Reporting on the trip, one writer noted, “Jackie bewitches, simpers, and bubbles with sophisticated banter.” The absolute gendering of this sentence betrays its subject’s shrewdness. While the President monitored France’s nuclear ambitions, Jackie cultivated the affection of its leaders. Her image of hair-sprayed femininity undercut expectations and awed presidents and constituents alike. At the end of their Paris trip, President Kennedy would famously rejoin, “I am the man who accompanied Jacqueline Kennedy to Paris, and I have enjoyed it.”

“Think of the American hubris!” exclaims Davis. “No one else could have cajoled both Charles de Gaulle and Cultural Minister Malraux into doing this crazy thing.” Behind the hubris, though, Jackie “really saw the exhibition as an emblem of friendship between the US and France. This was right at the time that France was convinced of its need for a nuclear arsenal. Her plan was seen as one of the bridges to overcome that.”

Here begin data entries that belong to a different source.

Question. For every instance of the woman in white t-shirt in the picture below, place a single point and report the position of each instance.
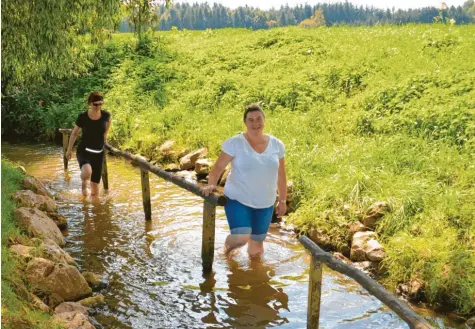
(257, 172)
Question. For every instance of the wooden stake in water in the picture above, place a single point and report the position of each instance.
(65, 149)
(147, 207)
(314, 294)
(207, 244)
(105, 174)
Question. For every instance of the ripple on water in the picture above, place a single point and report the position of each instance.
(154, 267)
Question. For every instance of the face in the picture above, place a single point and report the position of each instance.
(255, 121)
(96, 105)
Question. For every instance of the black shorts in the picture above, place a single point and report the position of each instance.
(95, 160)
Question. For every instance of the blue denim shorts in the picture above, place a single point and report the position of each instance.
(246, 220)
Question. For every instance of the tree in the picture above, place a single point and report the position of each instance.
(143, 15)
(45, 39)
(315, 21)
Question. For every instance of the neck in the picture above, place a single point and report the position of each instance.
(253, 135)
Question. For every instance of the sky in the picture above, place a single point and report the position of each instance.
(267, 4)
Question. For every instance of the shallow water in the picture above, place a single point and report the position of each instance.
(154, 267)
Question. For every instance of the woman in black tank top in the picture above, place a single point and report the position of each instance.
(95, 124)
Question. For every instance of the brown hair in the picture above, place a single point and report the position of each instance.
(253, 108)
(94, 97)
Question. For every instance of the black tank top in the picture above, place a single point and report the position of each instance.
(92, 131)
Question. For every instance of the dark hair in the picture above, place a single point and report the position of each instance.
(94, 97)
(253, 108)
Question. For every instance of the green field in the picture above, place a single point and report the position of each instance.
(366, 113)
(17, 309)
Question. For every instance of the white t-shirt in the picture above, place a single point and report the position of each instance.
(253, 177)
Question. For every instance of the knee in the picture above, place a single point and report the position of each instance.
(238, 240)
(86, 171)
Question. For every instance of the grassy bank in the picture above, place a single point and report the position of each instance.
(367, 114)
(17, 312)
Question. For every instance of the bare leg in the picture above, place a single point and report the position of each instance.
(86, 172)
(94, 189)
(234, 241)
(255, 248)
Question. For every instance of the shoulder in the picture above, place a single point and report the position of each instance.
(105, 114)
(82, 115)
(276, 141)
(234, 139)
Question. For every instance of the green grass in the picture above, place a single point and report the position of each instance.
(366, 113)
(17, 312)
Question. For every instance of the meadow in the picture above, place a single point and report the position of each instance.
(367, 114)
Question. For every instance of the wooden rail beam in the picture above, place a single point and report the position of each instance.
(374, 288)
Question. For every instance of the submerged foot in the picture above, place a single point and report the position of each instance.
(85, 190)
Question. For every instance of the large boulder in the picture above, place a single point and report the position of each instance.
(37, 224)
(27, 198)
(53, 252)
(374, 213)
(188, 161)
(365, 247)
(203, 166)
(166, 148)
(94, 281)
(21, 250)
(224, 176)
(320, 237)
(35, 185)
(59, 282)
(67, 307)
(353, 228)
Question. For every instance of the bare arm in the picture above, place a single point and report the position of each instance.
(223, 160)
(107, 129)
(281, 208)
(72, 140)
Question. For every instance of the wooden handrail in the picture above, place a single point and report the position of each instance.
(215, 199)
(374, 288)
(319, 256)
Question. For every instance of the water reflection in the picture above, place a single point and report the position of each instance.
(154, 267)
(251, 301)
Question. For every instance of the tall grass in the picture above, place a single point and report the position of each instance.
(366, 113)
(17, 313)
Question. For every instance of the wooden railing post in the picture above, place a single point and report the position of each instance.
(147, 207)
(105, 174)
(207, 244)
(314, 294)
(65, 149)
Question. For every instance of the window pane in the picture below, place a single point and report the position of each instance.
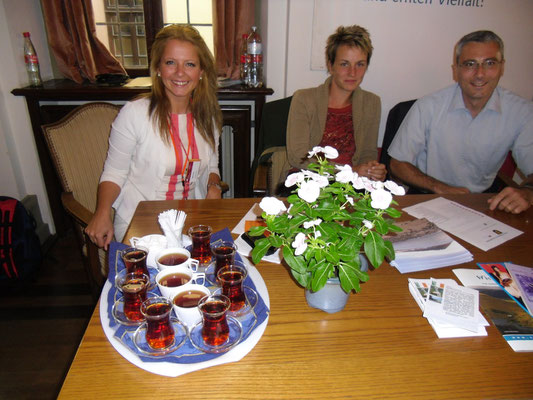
(207, 34)
(201, 11)
(175, 11)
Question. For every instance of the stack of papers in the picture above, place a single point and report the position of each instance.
(451, 310)
(470, 225)
(423, 246)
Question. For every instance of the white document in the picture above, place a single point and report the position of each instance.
(470, 225)
(244, 248)
(452, 304)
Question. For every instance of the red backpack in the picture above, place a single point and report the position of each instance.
(20, 249)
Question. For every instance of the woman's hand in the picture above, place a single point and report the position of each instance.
(213, 192)
(213, 187)
(100, 229)
(372, 170)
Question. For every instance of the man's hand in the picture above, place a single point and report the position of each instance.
(372, 170)
(512, 200)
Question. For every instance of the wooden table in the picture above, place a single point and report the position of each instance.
(379, 347)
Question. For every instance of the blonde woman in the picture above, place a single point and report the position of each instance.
(163, 145)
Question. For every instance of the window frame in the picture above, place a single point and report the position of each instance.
(153, 22)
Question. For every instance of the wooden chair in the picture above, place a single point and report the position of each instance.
(271, 155)
(78, 146)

Beyond being a respite from the Cold War and a boost in popularity, the exhibition pushed the US into the narrative of Western art history. Prior to the Kennedy administration, the arts were, in Jackie’s words, treated as a “stepchild in the United States.” Popular French opinion had it that the Mona Lisa couldn’t travel to the US—because American gangsters would hold it hostage. Jackie Kennedy, however, was determined to bring her country cultural legitimacy. She saw art as a national necessity and thus a governmental responsibility. She wanted to democratize it, turning her nation’s capital “a living museum.”

Of course, there’s still a certain elitism to this—the daughter of a stockbroker and a socialite doling out art to the rest of us. The Mona Lisa is the work of an Italian artist, claimed by the French government as their treasure without recognition of some obvious problems. It’s an image of a woman, painted by a man, representing an ideal of “civilization.” The whole event is burdened by a fairly narrow conception of what culture really means.
Nevertheless, the exhibition was a wonder. “Women were carrying babies,” a conservator at the Louvre recalled. “One of them burst into tears on seeing the Mona Lisa, to my amazement. I thought that our campaign had been well done since the visitors were clearly emotional and thrilled.” Nearly two million people saw the painting during its American sojourn. For many, it was their first visit to a museum. The exhibition attracted Americans of all types; Jackie Kennedy had turned the museum into a space of human connection (or at least reminded everyone that it could be). Arguably, the present moment is less modern in this regard. “There’s nothing like great art to create a fusion between different attitudes. It’s a common ground. It's awakening, enlightening,” writes Davis. “Something we need now more than ever.”
Margaret Leslie Davis's Mona Lisa in Camelot will be reissued by the White House Historical Association on March 21. The Mona Lisa itself hasn't left the Louvre in 44 years, but may be about to travel again.